JAKARTA – Menteri Rini Widyantini mengingatkan bahwa Kementerian Pendayagunaan Aparatur Negara dan Reformasi Birokrasi (PANRB) harus mampu memandang bahwa laki-laki dan perempuan memiliki kesetaraan dalam berkarya.
Hal ini disampaikan karena Kemen PANRB merupakan leading sector dalam tata kelola SDM (Sumber Daya Manusia).
Rini juga mengatakan rendahnya representasi perempuan dalam jabatan pimpinan tinggi bukan semata-mata karena kurangnya kualifikasi. Padahal, persentase jumlah ASN perempuan saat ini sebanyak 57 persen.
“Secara garis besar, Kementerian PANRB mengupayakan kebijakan yang mendukung perempuan untuk memecahkan hambatan individual, kultural, dan kelembagaan. Sehingga harapannya akan terbuka jalan bagi perempuan untuk mencapai potensi penuh mereka dalam kariernya sebagai ASN,” kata Rini dalam keterangannya di Jakarta, Kamis (5/11).
Sementara itu, berdasarkan penelitian, PROSPERA telah mengidentifikasi beberapa hambatan utama yang dihadapi perempuan dalam mengembangkan karier di sektor publik.
Hambatan yang dihadapi perempuan meliputi faktor keluarga, faktor individu, dan aspek budaya kerja. Oleh sebab itu, Kementerian PANRB juga telah menginisiasi beberapa kebijakan strategis dalam mendukung perempuan untuk mengatasi hambatan pengembangan karier.
Pertama, ASN memiliki panduan budaya kerja yang terangkum dalam BerAKHLAK.
“Nilai-nilai BerAKHLAK sejatinya merupakan fondasi untuk membangun budaya kerja yang inklusif.
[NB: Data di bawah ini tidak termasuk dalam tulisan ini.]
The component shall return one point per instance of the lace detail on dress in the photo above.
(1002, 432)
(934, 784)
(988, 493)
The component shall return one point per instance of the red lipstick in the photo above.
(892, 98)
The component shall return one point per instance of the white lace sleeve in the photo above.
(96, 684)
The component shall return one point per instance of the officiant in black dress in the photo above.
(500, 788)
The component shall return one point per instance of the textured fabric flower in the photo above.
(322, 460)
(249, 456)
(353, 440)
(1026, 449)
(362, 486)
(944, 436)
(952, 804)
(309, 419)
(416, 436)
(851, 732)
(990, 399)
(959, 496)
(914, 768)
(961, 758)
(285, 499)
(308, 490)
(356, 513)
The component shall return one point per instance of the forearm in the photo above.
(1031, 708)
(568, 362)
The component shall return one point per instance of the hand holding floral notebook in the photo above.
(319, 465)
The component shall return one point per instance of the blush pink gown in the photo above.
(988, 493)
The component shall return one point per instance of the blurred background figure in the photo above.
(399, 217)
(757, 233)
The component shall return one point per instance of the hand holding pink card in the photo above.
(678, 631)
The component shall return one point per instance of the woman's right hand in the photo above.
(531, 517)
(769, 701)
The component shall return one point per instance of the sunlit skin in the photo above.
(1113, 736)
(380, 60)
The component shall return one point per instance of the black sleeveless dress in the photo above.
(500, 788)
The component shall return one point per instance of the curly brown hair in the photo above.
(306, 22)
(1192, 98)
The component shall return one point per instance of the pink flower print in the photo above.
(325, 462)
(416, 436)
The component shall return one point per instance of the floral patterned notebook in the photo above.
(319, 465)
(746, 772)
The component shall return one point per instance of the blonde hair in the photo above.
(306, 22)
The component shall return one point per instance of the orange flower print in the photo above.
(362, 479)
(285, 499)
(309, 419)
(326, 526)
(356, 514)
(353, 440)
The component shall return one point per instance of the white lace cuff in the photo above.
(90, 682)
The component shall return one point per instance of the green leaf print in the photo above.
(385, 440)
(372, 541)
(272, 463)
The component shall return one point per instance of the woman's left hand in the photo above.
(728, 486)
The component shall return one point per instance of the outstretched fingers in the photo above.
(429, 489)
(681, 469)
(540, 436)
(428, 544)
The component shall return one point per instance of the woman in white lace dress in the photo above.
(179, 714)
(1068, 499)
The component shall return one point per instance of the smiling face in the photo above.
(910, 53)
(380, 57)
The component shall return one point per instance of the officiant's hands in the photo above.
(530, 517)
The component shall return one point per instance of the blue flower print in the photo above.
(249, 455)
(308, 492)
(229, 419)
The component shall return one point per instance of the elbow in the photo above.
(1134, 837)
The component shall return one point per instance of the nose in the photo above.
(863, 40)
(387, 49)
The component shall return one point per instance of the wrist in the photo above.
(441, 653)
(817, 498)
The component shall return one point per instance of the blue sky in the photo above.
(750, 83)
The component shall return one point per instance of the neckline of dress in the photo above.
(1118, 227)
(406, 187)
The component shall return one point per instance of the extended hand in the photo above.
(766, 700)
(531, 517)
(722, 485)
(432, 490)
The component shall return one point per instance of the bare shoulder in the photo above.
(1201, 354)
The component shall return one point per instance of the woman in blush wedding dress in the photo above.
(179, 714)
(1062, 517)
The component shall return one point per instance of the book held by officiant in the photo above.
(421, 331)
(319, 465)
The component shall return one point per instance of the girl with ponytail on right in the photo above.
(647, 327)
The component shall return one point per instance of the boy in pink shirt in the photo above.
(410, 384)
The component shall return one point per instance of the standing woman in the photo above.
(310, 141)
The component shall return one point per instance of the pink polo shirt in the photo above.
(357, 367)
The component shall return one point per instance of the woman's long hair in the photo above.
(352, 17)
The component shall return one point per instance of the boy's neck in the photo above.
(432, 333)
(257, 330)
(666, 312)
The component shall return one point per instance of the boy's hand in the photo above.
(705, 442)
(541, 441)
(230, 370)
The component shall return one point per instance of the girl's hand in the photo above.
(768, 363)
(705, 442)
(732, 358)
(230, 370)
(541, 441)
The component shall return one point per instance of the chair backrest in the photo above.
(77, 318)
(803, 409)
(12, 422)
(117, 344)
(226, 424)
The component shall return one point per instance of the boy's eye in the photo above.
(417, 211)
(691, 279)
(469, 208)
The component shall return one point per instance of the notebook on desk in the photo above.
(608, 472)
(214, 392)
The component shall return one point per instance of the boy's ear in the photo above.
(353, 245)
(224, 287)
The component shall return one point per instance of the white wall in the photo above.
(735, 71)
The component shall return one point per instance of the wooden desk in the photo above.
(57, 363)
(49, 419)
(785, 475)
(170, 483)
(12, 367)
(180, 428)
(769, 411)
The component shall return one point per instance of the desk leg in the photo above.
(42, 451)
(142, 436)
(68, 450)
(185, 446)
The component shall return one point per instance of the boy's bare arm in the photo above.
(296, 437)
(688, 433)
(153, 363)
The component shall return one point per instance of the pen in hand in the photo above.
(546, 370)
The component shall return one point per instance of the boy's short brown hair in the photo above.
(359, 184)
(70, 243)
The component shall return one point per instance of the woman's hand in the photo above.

Misalnya, nilai ‘Kompeten’ mendorong kita untuk memberikan kesempatan yang sama bagi semua ASN untuk mengembangkan potensi mereka, tanpa memandang gender,” katanya.
Nilai ‘Harmonis’ dan ‘Kolaboratif’ diterapkan dengan menciptakan lingkungan kerja yang bebas dari diskriminasi dan harassment, sehingga siapa saja akan merasa aman dan nyaman untuk berkontribusi.
Kemudian, nilai ‘Adaptif’ mendorong individu untuk menerima perspektif yang berbeda, termasuk perspektif perempuan, yang penting dalam menciptakan lingkungan kerja yang inklusif dan menghargai perbedaan.
Kebijakan kedua, melalui Peraturan Menteri PANRB tentang Sistem Kerja, seluruh ASN pada Jabatan Fungsional dan Pelaksana diberikan kesempatan yang sama untuk dapat menjadi team leader, tanpa memandang gender, karena basis utamanya adalah keahlian dan kompetensi.
Sistem tersebut membuka kesempatan yang luas bagi ASN perempuan untuk dapat menjadi ketua tim, yang sekaligus sebagai wadah melatih kemampuan manajerial pegawai untuk ke depannya menjadi Pejabat Pimpinan Tinggi.
“Kebijakan lainnya, melalui Peraturan Presiden tentang Hari Kerja dan Jam Kerja Instansi Pemerintah dan Pegawai ASN, Bapak Presiden telah memberikan pengaturan bahwa Pegawai ASN dapat melaksanakan tugas kedinasan secara fleksibel, baik secara lokasi dan/atau waktu,” jelas Rini.
“Hal ini memberikan kesempatan bagi pegawai ASN perempuan, khususnya bagi yang telah berkeluarga untuk dapat menyeimbangkan agenda pekerjaan, tanpa mengabaikan perannya dalam keluarga,” sambungnya.
Selain itu, pada kebijakan terbaru yakni lewat RPP Manajemen ASN mengatur ketentuan cuti bagi ASN pria yang mendampingi istrinya melahirkan.
Kebijakan ini merupakan pesan kuat bahwa peran pengasuhan anak yang seringkali dibebankan pada perempuan sehingga menjadi hambatan dalam pengembangan karier, kini menjadi tanggung jawab bersama.
Dirinya meminta dukungan aktif semua pihak pada upaya memperkuat peran perempuan dalam birokrasi.
“Perubahan budaya yang mendalam membutuhkan partisipasi aktif seluruh lapisan masyarakat, mulai dari dari keluarga, masyarakat, termasuk swasta dan civil society. Bersama-sama, kita dapat membangun lingkungan yang inklusif dan memberdayakan bagi perempuan, sehingga mereka dapat mencapai potensi penuhnya sebagai ASN,” pungkasnya.